Asking students to write exams to enter law school unconstitutional – Supreme Court
The Supreme Court has declared as unconstitutional the requirement by the General Legal Council (GLC) that persons seeking to enter the Ghana School of Law (GSL) needed to write and pass an entrance examination as well as go through a selection interview.
The court has therefore given the council six months to review LI 1296 which regulates admissions to the school, reports Graphic Online’s Seth J. Bokpe who was in court on Thursday afternoon.
In the unanimous decision, the court presided over by Justice Jones Dotse also directed the GLC to develop a quota system to admit students from the University of Ghana and other schools permitted to run the LLB programme.

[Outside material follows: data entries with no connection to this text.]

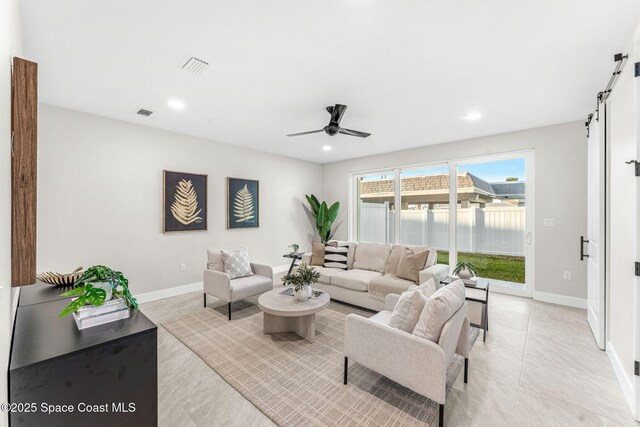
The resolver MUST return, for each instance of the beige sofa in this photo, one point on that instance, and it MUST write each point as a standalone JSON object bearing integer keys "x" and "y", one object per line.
{"x": 370, "y": 276}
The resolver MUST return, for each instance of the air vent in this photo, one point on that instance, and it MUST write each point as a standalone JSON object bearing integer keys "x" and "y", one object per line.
{"x": 194, "y": 65}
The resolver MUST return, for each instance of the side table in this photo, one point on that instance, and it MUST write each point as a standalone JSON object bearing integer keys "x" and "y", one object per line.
{"x": 480, "y": 285}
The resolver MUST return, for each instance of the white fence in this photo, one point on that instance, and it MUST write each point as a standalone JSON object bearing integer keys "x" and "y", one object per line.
{"x": 492, "y": 230}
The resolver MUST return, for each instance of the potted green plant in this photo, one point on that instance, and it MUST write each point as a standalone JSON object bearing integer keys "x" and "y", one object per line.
{"x": 97, "y": 285}
{"x": 325, "y": 215}
{"x": 301, "y": 280}
{"x": 465, "y": 270}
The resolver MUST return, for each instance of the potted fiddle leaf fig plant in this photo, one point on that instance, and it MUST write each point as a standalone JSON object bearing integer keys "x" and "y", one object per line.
{"x": 465, "y": 270}
{"x": 301, "y": 280}
{"x": 97, "y": 285}
{"x": 324, "y": 215}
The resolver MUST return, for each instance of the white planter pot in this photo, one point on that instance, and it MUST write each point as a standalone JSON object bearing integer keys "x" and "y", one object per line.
{"x": 107, "y": 288}
{"x": 303, "y": 293}
{"x": 465, "y": 274}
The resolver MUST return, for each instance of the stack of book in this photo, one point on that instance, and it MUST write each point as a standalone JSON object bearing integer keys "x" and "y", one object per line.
{"x": 110, "y": 311}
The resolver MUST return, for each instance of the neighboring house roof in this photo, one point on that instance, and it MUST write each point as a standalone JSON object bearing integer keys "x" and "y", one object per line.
{"x": 481, "y": 184}
{"x": 440, "y": 183}
{"x": 516, "y": 188}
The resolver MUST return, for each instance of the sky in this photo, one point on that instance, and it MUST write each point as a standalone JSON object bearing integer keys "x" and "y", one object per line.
{"x": 497, "y": 171}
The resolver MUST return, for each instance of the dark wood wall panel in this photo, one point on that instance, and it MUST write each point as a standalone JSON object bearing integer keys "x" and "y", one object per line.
{"x": 24, "y": 125}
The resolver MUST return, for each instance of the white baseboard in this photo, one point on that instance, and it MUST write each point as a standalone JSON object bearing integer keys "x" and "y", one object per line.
{"x": 560, "y": 299}
{"x": 623, "y": 378}
{"x": 169, "y": 292}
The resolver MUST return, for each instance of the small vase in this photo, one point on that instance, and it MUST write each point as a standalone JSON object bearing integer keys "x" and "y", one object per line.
{"x": 465, "y": 274}
{"x": 107, "y": 288}
{"x": 303, "y": 293}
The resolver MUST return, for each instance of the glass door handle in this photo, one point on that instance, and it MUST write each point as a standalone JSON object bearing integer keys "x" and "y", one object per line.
{"x": 582, "y": 254}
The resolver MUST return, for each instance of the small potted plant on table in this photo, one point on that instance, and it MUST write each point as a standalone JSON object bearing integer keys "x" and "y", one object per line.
{"x": 465, "y": 270}
{"x": 301, "y": 280}
{"x": 97, "y": 285}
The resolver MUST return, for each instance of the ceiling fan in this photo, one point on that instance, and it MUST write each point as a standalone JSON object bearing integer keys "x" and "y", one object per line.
{"x": 333, "y": 127}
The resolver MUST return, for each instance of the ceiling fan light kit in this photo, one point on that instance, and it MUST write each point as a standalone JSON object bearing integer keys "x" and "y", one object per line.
{"x": 333, "y": 128}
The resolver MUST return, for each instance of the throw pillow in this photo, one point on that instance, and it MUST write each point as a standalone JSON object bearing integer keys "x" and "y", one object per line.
{"x": 427, "y": 288}
{"x": 411, "y": 263}
{"x": 335, "y": 255}
{"x": 438, "y": 310}
{"x": 236, "y": 263}
{"x": 317, "y": 254}
{"x": 214, "y": 260}
{"x": 407, "y": 311}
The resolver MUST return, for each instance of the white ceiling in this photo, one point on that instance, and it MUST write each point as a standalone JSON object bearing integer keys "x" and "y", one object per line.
{"x": 408, "y": 70}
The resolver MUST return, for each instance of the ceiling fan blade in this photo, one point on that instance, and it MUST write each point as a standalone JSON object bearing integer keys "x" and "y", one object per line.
{"x": 336, "y": 113}
{"x": 306, "y": 133}
{"x": 353, "y": 133}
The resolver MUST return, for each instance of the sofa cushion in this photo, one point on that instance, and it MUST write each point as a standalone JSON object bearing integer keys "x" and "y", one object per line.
{"x": 357, "y": 280}
{"x": 236, "y": 262}
{"x": 371, "y": 256}
{"x": 382, "y": 286}
{"x": 411, "y": 263}
{"x": 407, "y": 311}
{"x": 326, "y": 273}
{"x": 335, "y": 255}
{"x": 317, "y": 254}
{"x": 394, "y": 259}
{"x": 245, "y": 287}
{"x": 214, "y": 260}
{"x": 438, "y": 310}
{"x": 383, "y": 317}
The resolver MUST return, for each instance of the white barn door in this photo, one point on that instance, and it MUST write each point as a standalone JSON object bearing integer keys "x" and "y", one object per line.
{"x": 592, "y": 250}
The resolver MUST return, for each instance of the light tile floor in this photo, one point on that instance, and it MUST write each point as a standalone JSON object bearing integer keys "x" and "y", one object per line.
{"x": 539, "y": 367}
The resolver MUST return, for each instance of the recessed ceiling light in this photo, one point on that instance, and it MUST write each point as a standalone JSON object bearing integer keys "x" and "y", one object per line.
{"x": 176, "y": 104}
{"x": 474, "y": 115}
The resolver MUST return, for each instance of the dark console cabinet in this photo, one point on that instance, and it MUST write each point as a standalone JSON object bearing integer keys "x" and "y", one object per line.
{"x": 107, "y": 374}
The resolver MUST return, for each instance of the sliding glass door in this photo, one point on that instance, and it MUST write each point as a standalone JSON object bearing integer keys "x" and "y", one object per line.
{"x": 492, "y": 219}
{"x": 477, "y": 210}
{"x": 424, "y": 208}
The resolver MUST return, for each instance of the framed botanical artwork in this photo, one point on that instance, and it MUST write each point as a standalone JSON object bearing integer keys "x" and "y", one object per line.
{"x": 184, "y": 202}
{"x": 243, "y": 203}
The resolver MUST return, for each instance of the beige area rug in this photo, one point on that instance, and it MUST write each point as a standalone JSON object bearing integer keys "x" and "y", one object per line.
{"x": 296, "y": 383}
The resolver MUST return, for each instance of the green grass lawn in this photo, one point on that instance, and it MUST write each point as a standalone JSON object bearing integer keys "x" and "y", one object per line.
{"x": 500, "y": 267}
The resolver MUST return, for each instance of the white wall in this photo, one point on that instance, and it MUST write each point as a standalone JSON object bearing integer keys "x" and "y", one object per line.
{"x": 100, "y": 199}
{"x": 561, "y": 193}
{"x": 10, "y": 45}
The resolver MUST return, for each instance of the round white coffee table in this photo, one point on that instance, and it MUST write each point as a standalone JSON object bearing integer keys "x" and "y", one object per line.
{"x": 284, "y": 313}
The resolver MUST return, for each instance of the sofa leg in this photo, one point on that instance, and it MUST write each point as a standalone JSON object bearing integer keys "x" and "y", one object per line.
{"x": 466, "y": 369}
{"x": 346, "y": 369}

Professor Stephen Kweku Asare, a United States-based Ghanaian lawyer, in October 2015 contended that the number of people who were admitted into the Ghana School of Law was woefully small considering the number of people who possessed LLB.
He therefore sought a declaration from the Supreme Court that the GLC’s imposition of entrance examination and interview requirements for the Professional Law Course violated Articles ll (7) 297 (d) 23, 296 (a) (b) and 18 (2) of the 1992 Constitution.

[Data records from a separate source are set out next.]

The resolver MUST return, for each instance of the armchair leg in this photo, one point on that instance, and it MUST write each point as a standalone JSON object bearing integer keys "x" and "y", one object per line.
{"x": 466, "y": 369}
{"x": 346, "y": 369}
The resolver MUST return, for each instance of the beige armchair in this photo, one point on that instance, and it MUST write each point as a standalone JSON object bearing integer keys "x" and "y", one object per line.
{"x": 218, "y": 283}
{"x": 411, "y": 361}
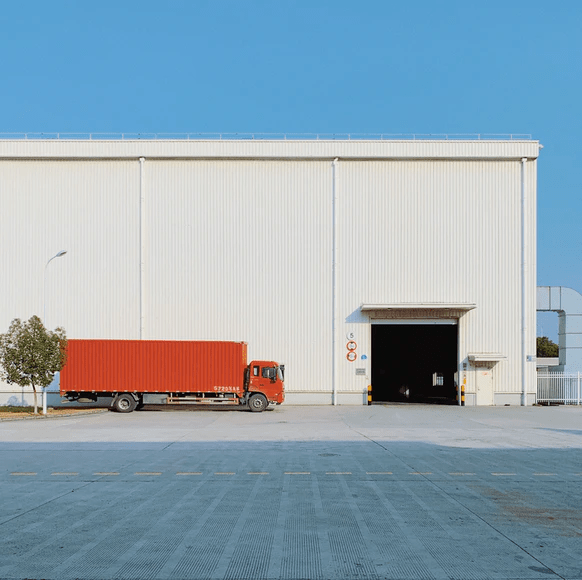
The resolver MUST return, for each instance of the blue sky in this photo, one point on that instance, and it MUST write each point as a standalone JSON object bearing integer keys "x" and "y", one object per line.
{"x": 313, "y": 66}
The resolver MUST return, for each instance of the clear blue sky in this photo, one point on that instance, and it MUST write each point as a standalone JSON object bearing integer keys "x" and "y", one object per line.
{"x": 313, "y": 66}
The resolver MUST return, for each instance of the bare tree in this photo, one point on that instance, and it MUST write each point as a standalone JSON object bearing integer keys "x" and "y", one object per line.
{"x": 30, "y": 355}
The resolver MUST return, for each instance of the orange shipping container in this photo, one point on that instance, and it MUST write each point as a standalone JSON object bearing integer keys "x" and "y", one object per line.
{"x": 154, "y": 366}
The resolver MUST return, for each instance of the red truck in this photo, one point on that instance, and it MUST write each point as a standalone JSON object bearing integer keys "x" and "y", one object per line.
{"x": 140, "y": 372}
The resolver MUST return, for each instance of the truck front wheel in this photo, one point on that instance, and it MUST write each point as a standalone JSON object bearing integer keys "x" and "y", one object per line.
{"x": 258, "y": 403}
{"x": 124, "y": 403}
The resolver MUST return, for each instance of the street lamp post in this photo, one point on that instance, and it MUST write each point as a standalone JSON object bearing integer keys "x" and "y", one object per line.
{"x": 61, "y": 253}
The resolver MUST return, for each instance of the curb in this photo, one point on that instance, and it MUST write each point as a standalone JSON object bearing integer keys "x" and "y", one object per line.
{"x": 41, "y": 416}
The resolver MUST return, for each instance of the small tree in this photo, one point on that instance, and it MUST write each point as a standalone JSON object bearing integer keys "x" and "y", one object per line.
{"x": 31, "y": 355}
{"x": 546, "y": 347}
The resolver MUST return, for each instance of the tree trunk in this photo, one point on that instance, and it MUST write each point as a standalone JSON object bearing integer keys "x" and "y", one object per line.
{"x": 35, "y": 403}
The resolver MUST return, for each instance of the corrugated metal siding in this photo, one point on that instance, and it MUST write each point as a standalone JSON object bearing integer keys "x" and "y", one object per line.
{"x": 430, "y": 231}
{"x": 89, "y": 209}
{"x": 152, "y": 366}
{"x": 241, "y": 249}
{"x": 272, "y": 149}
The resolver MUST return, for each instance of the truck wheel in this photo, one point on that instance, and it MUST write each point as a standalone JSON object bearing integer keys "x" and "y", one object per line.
{"x": 124, "y": 403}
{"x": 258, "y": 403}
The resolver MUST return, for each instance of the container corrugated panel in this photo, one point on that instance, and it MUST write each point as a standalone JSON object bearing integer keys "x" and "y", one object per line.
{"x": 150, "y": 366}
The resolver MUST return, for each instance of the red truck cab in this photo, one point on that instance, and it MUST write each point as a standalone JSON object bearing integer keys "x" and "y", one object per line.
{"x": 266, "y": 377}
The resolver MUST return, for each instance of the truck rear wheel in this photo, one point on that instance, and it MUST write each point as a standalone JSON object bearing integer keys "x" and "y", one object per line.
{"x": 258, "y": 403}
{"x": 124, "y": 403}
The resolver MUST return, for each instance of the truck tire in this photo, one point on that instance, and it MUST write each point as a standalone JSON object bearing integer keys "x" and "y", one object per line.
{"x": 258, "y": 403}
{"x": 124, "y": 403}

He sought a declaration that that the GLC’S exclusion of persons who have qualified under Regulation 2 of L1 1296 from pursuing the Professional law course violated Article ll (7)297 (d), 23, and 296 (a) and (b) of the Constitution and therefore prayed the court for an order directed at the GLC to specify within 60 days; alternative places and modes of instructions that would afford all persons meeting the requirement of Regulation 2 of Ll 1296 an opportunity to pursue the profession component of legal education, the completion of which entitles them to take the qualifying certificate examinations as determined by the GLC.